Mich selbst trifft es als Friedfischler kaum, aber z.B. mein Angelkumpel der an dem Flüsschen an ganz anderer Stelle mit der Fliegenfuchtel unterwegs ist, ist nun natürlich der Gelackmeierte, ebenso wie viele vernünftige und nette Spinnfischerkollegen die ich dort ab und an treffe.
Alles nur wegen einigen rücksichtslosen Reisserabauken, die es nicht lassen konnten.

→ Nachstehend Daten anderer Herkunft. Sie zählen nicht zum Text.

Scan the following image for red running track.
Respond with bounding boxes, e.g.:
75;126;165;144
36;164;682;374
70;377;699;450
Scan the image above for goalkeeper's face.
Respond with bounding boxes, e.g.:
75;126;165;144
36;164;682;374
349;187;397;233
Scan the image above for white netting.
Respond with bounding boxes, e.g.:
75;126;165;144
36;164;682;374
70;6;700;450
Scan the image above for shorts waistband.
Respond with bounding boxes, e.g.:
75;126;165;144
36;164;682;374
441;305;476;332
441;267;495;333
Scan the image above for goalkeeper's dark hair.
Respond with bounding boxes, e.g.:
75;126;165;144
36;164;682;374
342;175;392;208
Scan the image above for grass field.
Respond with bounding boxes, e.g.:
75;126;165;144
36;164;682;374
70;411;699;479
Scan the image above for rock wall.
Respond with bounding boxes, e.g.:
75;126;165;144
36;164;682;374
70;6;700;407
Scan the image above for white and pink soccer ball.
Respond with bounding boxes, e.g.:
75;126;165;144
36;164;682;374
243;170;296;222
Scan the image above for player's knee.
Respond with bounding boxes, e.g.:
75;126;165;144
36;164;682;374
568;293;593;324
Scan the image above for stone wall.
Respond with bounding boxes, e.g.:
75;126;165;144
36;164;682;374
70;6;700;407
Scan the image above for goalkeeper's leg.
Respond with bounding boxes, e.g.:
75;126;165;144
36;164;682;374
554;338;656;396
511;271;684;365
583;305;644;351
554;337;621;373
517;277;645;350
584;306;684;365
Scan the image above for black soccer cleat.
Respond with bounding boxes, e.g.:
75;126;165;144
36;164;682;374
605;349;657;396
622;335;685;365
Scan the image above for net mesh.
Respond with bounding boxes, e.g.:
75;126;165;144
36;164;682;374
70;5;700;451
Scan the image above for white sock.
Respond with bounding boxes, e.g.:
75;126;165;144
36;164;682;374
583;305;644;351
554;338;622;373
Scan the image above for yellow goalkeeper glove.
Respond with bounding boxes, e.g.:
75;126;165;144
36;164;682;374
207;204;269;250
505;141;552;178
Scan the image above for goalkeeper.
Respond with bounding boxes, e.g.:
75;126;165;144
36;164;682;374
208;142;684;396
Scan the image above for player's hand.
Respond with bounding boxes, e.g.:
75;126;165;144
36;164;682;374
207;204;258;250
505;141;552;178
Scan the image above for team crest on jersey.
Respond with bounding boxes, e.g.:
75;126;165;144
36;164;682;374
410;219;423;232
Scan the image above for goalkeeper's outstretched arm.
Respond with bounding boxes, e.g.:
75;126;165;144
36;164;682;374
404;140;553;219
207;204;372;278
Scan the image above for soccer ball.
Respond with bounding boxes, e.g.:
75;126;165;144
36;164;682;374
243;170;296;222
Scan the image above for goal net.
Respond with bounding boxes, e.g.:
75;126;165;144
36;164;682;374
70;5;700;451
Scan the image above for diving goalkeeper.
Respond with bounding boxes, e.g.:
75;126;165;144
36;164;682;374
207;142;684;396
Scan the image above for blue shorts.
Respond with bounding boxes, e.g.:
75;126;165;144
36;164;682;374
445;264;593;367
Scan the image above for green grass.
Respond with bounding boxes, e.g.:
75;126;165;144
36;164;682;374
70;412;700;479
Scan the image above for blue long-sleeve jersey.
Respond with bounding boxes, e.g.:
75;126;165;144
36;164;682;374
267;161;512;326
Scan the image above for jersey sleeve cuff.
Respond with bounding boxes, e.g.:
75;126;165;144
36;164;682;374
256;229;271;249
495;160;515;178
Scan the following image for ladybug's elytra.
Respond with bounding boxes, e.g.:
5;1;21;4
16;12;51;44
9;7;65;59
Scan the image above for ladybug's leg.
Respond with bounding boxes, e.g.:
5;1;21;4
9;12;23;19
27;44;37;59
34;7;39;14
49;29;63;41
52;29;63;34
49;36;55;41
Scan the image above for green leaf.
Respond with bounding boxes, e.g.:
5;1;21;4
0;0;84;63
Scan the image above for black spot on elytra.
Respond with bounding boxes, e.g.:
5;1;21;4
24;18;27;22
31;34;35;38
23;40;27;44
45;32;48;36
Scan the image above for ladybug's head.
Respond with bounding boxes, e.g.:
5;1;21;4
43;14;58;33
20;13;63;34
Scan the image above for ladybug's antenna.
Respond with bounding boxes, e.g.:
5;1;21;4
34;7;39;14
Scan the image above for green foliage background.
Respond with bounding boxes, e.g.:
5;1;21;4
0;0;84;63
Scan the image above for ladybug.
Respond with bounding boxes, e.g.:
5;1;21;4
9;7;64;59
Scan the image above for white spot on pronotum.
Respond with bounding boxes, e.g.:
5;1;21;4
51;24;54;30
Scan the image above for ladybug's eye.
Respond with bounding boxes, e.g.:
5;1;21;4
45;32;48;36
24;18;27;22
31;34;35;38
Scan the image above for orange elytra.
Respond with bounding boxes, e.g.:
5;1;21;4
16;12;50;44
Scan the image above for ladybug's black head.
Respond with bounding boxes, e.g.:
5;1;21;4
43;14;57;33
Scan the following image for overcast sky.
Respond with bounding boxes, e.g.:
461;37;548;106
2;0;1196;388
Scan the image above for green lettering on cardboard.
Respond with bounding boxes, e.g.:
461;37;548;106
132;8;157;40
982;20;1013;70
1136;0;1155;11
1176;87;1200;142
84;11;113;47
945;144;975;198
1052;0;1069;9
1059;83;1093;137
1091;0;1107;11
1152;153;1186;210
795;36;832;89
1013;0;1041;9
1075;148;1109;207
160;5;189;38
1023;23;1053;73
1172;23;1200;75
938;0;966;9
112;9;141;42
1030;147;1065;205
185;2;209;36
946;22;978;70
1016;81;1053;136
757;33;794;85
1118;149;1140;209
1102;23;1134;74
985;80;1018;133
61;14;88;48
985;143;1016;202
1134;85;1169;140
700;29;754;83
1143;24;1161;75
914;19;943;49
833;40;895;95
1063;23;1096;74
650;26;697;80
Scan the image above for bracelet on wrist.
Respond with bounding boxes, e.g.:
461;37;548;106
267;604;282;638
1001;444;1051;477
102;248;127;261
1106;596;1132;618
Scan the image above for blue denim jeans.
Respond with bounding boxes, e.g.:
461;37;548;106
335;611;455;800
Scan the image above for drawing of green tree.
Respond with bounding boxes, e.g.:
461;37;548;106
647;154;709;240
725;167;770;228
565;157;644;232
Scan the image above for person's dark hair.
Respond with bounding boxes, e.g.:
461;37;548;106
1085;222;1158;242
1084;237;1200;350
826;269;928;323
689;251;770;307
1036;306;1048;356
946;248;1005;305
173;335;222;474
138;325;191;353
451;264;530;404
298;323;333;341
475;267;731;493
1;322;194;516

*Das ist natürlich genau die typische Art von Totalmassnahme, die einerseits weit übers Ziel hinausschiesst, andererseits aber zu kurz greift bzw. am Kern der Sache vorbeigeht. Der freundliche Mitarbeiter vom Verband teilte mir aber mit, das auch er nicht zufrieden mit der Umsetzung und noch nachgebessert werden soll.


----------



## Taxidermist (12. Januar 2021)

Ganz einfach, weil aus der Sicht des unterprivilegierten Uferanglers, die Chance besteht, dass der Bootsangler mehr fängt, der Schleppende erst recht und wenn er noch dazu ein E-Lot benutzt, dann regt sich Unmut.

Jürgen


----------



## rustaweli (12. Januar 2021)

Minimax schrieb:


> Wobei.. Da fällt mir jetzt ein ganz ähnlicher aktueller Vorgang aus meiner Gegend ein.
> 
> Nachdem an einer bestimmten Stelle meines Lieblingsflüsschens Jahr um Jahr Fische unter Mäntelchen der Spinnangelei planmäßig gerissen werden, hat der Landesverband jetzt ernst gemacht und für einen Teil des Jahres ein totales Kunstköderverbot für den gesamten Flussverlauf eingeführt. Nachfrage beim Verband ergab, das dies auch Künstl. Fliegen oder sogar Gummimaiskörner einschließt.*
> 
> ...


?
Sicher daß es sich da nicht eher um Schonzeiten und ein generelles Kunstköderverbot handelt?
Man weiß das dies 1 Angler, macht und führt deswegen sowas ein anstatt an ihn direkt ranzutreten? Und das restliche Jahr reißt er dann nicht mehr? Eigenartiger Verband und Begründung!

Nachtrag:
Hatte ein Angler gelesen, Nachtschicht halt.
Von wann bis wann gilt denn das Verbot?


----------



## Bankside Dreamer (12. Januar 2021)

Vielleicht wird das Schleppangeln als eine Art _"Search 'n' Destroy" _Methode und damit einfach als zu effektiv angesehen?
Gerade die für die Küche interessanten Raubfische werden schließlich so erbeutet und auch deren Aufenthaltsgebiete relativ leicht ausfindig gemacht.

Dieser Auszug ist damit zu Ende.